Saturday, May 16, 2009

The Abyss

Feeling calmer, I crawl out of the crevice and move towards the abyss.

I stop at the edge of the plank and look towards the other side. The meadow is the size of an urban back yard with an irregular border of trees enclosing it. Wild blueberry bushes can be seen even from across the chasm and my steady diet of bread and water in the crevice pales in comparison to the imagined taste of these plump blue orbs.

I look back, past my recent abode in the crevice, and see the heavy oak door and beyond it, the table. But there is room for nothing else here, so I steady myself mentally and physically and take the first step onto the plank.

After I’ve taken about three steps, I hear a voice say, “You know, you’re never going to be able to do this. You’ve never been good at balancing. You’re going to fall. And think about how much that is going to hurt.”

I recognize this voice. I've spent days, weeks, months trying to quiet my inner saboteur, but that doesn’t make it any easier to not listen. Her voice is so quick to target my weaknesses in the most sensitive spot. I focus my eyes a few steps ahead of me and try to clear my mind. The plank wobbles slightly and fear creeps under my skin, throwing tentacles outward with chilling quickness. Afraid to stop, afraid to turn back, I take another hesitant step and risk a look at the other side.

Standing there, I see the woman who prepared the table for me. The one who waited on the other side of fear. In a voice so different from the one in my head, she says, “You can do this. You’re almost halfway here. And if you can leave behind the comforts of home, the busy-ness of life, what you think you know and even your fears, you can walk a few more steps to get here.

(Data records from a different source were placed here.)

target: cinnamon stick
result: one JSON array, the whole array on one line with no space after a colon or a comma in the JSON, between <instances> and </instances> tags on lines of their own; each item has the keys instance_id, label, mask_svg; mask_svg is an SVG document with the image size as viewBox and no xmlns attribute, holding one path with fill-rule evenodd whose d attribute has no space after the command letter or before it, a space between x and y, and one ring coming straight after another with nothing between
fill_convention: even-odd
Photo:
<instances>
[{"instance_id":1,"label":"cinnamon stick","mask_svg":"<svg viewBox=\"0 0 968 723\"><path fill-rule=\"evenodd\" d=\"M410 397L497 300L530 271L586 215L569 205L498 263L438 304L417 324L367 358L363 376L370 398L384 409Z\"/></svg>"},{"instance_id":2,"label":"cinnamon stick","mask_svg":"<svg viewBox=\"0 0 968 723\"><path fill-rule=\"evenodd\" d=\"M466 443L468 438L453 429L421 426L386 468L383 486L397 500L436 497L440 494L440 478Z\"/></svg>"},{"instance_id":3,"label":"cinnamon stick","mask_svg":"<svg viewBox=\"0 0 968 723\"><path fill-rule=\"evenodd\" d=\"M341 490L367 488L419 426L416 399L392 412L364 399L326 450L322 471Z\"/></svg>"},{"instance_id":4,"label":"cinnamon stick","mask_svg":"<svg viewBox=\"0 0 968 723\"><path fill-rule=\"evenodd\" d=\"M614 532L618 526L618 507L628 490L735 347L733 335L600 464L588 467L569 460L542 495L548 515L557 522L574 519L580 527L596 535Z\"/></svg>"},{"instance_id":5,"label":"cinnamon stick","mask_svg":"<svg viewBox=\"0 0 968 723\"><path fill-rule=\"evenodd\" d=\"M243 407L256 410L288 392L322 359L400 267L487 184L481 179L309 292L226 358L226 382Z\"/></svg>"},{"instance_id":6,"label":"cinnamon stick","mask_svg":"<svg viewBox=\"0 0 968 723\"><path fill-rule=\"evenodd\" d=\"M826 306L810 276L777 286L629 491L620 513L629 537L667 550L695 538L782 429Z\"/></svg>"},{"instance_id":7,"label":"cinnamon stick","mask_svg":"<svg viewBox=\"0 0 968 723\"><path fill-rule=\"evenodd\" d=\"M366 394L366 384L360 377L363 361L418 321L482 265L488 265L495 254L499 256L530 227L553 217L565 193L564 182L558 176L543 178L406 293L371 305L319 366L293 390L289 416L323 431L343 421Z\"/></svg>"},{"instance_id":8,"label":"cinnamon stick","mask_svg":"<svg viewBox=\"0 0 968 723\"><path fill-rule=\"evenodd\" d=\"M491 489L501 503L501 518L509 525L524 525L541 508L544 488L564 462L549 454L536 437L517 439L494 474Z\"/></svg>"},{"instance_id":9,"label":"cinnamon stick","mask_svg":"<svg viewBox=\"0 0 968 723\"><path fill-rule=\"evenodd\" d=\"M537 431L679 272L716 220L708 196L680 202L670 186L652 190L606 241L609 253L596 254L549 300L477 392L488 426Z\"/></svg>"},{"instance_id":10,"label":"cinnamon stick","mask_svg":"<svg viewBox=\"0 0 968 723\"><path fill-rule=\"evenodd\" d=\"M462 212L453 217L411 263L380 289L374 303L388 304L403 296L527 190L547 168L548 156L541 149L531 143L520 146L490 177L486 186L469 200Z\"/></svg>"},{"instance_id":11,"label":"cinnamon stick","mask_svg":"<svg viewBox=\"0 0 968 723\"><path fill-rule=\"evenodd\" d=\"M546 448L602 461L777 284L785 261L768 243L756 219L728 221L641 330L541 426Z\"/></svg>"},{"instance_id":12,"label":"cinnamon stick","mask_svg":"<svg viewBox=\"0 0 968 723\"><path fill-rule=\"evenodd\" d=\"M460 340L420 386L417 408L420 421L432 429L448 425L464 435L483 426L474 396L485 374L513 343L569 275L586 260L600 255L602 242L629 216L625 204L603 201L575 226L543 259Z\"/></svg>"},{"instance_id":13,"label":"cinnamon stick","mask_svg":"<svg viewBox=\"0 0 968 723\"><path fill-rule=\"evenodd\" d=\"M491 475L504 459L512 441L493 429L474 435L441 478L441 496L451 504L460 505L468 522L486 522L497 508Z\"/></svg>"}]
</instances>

Think of what you've already done to remember what you can do.”

For some reason, the confidence in her voice seems stronger than the desperation of the voice inside my head. While my inner voice continues to insist I will fail, a hint of hysteria creeps in as the voice realizes I do not believe what it is saying. In fact, the inner saboteur doesn’t believe her own words. Like me, she’s heard the complete certainty in the woman’s voice and knows the outcome of the halting steps I have already taken.

And then, the board stills and I advance confidently to the other side, hardly noticing the narrow width my feet traverse.